Hey y’all! 👋
Hope everyone’s doing well and good!
I had one of my long-time girlfriends from “school days” come visit the other day. She and her hubby are down vacaying in Scottsdale, so they trekked over to our place in Surprise for lunch and a visit. We had a GRAND time — and who knows, maybe I convinced them to buy a winter home down here too 😉
I made White Chicken Enchiladas for the first time ever — but that is officially a thing of the past! This Pioneer Woman recipe is now in the regular rotation because it was sooooo DELISH! 🌶️
And you know me — I love a little crunch in my bites, so I added a can of diced water chestnuts (yes, they sell them diced here in AZ!). That creamy cheese sauce poured over top? Forget about it. It’s like a rich béchamel — dreamy, silky, and ridiculously flavorful.

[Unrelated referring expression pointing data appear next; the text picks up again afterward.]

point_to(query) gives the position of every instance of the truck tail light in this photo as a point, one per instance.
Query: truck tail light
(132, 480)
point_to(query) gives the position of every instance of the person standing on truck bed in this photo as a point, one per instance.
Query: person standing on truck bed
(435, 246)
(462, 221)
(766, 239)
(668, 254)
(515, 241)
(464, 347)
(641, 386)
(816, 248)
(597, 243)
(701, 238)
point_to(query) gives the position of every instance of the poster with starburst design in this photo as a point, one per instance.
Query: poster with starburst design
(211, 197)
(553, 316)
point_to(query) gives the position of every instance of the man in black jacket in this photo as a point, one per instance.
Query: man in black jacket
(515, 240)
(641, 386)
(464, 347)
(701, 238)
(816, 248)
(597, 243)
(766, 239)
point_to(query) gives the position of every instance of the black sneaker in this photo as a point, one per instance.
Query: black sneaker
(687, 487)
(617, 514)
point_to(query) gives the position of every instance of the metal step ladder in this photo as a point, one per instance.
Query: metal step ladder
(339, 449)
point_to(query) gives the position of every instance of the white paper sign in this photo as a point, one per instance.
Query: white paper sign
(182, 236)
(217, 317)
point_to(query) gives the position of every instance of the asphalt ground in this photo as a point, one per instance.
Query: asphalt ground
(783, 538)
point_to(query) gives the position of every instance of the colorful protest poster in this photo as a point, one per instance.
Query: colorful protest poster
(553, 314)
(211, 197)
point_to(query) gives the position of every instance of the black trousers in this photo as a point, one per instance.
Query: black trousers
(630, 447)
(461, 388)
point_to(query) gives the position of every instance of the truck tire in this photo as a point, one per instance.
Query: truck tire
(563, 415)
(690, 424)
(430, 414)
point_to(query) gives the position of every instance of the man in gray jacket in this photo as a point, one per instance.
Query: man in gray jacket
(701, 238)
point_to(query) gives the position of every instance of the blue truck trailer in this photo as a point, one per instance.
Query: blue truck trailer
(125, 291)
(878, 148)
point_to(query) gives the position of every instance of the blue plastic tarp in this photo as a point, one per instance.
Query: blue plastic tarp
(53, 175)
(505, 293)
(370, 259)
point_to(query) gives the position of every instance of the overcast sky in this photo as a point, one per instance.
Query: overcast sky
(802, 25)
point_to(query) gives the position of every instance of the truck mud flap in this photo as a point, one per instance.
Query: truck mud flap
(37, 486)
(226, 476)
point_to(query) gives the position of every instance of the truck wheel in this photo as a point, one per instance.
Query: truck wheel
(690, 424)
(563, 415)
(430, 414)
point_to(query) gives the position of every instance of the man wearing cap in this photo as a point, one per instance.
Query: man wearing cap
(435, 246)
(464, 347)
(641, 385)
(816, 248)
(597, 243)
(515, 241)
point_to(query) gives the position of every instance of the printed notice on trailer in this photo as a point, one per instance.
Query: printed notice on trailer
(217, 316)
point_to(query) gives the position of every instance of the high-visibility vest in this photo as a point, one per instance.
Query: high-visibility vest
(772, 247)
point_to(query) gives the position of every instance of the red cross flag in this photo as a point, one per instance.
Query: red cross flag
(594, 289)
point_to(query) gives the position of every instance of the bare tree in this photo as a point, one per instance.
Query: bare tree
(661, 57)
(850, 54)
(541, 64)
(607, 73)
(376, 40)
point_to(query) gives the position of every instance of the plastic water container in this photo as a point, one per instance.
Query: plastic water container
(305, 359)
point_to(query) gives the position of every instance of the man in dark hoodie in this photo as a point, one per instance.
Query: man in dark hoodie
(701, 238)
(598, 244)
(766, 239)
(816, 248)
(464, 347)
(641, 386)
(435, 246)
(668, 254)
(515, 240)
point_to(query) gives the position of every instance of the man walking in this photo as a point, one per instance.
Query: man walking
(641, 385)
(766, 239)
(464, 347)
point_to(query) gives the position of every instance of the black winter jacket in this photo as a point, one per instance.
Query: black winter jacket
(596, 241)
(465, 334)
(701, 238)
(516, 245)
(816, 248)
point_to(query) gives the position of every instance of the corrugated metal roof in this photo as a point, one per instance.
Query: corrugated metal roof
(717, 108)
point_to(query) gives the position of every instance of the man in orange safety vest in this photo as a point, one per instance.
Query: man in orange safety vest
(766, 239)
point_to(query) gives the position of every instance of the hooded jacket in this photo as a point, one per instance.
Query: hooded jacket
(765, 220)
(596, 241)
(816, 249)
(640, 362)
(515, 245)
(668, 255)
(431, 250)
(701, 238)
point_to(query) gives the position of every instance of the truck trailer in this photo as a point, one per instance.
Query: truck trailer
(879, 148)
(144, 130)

Served it with coleslaw on the side (because refried beans 🤢 are just not my thing — but you do you). Mexican rice would also be a hit!
#bitemecanada #funologyoffood #delicioushappenshere
Ingredients 🌮
The “stuff”…
- 2½ cups cooked, shredded chicken (I used rotisserie — EASY!)
- 2 cups chicken broth
- 3 Tbsp canola oil
- 12 corn tortillas (small)
- 1 large onion, diced
- 3 cans (4 oz each) diced green chilies
- 1 jalapeño, seeded and finely diced (I used tamed jarred ones)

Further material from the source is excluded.